Dribbling is moving with the ball at a pace and line that serves the next decision — dribbling to keep it, to beat a defender, or to change the angle of attack. A player who can dribble under pressure forces defenders to commit, which opens passing lanes for teammates. Players who cannot dribble past anyone are always playing the same pass, which makes them easy to mark.
This page covers how to train dribbling specifically for High School players (ages 14–18). High-school players need position-specific technical work, game-speed repetition, and self-directed film review. The best players in this bracket are training outside of team sessions, not just showing up to them.
The drills are ordered from fundamentals to competitive reps. A typical session is 20–30 minute targeted sessions on top of team practice. Pick two technical priorities per week. Train them every day in 15-minute blocks before or after team practice. Film one set per week and check form.
The biggest mistake at High School in dribbling is that ball travels too far in front of the body and gets stolen. Fix it first, then stack the drills below on top of a cleaner base movement. Weak-foot reps count double: if a drill says 20 reps, that is 10 on each foot, and the weak-foot set runs first while the player is still fresh. Film one full set per week and compare rep one to rep twenty; honest self-review accelerates skill acquisition more than any coach cue.
Why Dribbling Matters at High School
A player who can dribble under pressure forces defenders to commit, which opens passing lanes for teammates.

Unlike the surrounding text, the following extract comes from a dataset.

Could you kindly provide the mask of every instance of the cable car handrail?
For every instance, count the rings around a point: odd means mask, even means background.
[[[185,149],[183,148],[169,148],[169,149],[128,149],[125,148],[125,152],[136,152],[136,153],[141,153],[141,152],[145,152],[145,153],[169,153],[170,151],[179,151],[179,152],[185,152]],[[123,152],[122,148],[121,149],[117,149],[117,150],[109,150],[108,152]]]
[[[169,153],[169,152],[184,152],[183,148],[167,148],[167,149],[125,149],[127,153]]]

Players who cannot dribble past anyone are always playing the same pass, which makes them easy to mark.
At High School specifically, high-school players need position-specific technical work, game-speed repetition, and self-directed film review. the best players in this bracket are training outside of team sessions, not just showing up to them. Pick two technical priorities per week. Train them every day in 15-minute blocks before or after team practice. Film one set per week and check form.
4 Dribbling Drills for High School
Progress through the drills in order. Warm up with the first drill, build intensity through the middle drills, and finish with the most game-like rep. Weak-foot reps are non-negotiable.
- 1. Cone Weave (beginner). Setup: 5–8 cones spaced 2 feet apart in a straight line. Execution: Weave through the cones using both feet. Use the inside-outside combination to cut around each cone tightly. Work: 5 passes each direction. Coaching points: Weave through the cones using both feet; Use the inside-outside combination to cut around each cone tightly.
- 2. Speed Dribble (beginner). Setup: 15-yard lane with a cone at each end. Execution: Dribble from cone to cone as fast as you can while keeping the ball within one step. Focus on pushing the ball forward, not sideways. Work: 6 × down-and-back. Coaching points: Dribble from cone to cone as fast as you can while keeping the ball within one step; Focus on pushing the ball forward, not sideways.
- 3. Slalom Pole Acceleration (intermediate). Setup: 5 poles spaced 3 yards apart. Execution: Touch around each pole, then explode for 10 yards after the final pole. Train the transition from controlled to full speed. Work: 4 × 45 seconds with 30 seconds rest. Coaching points: Touch around each pole, then explode for 10 yards after the final pole; Train the transition from controlled to full speed.
- 4. Beat the Cone Defender (intermediate). Setup: One cone as a stand-in defender, 5 yards ahead. Execution: Approach at pace and execute a 1v1 move (scissor, step-over, or cut) before accelerating past the cone. Work: 10 reps with each move. Coaching points: Approach at pace and execute a 1v1 move (scissor, step-over, or cut) before accelerating past the cone.
Common Mistakes to Correct
These are the errors that show up most often when High School players train dribbling:
- Ball travels too far in front of the body and gets stolen.
- Head is down, so the player never sees the defender they are trying to beat.
- Only uses the inside of the strong foot, so defenders know which way the ball is going.
Turn a Training Clip Into a Skill Score
Upload one clip. Get an AI skill score, drills tailored to the gap, and feedback a coach would sign off on — in minutes.
How to Structure a High School Session
A typical High School dribbling session is 20–30 minute targeted sessions on top of team practice. Pick two technical priorities per week. Train them every day in 15-minute blocks before or after team practice. Film one set per week and check form. Keep the ratio of ball contacts to standing-in-line as high as possible — quality reps beat quantity reps only once form holds up under tempo.
How Film Review Accelerates This Skill
Technical work improves fastest when the player sees their own reps. Film one full drill set per week and compare the first rep to the last — what changes? LevelUp's AI grades every dribbling rep on form, consistency, and weak-foot balance so the player knows what to fix before the next session.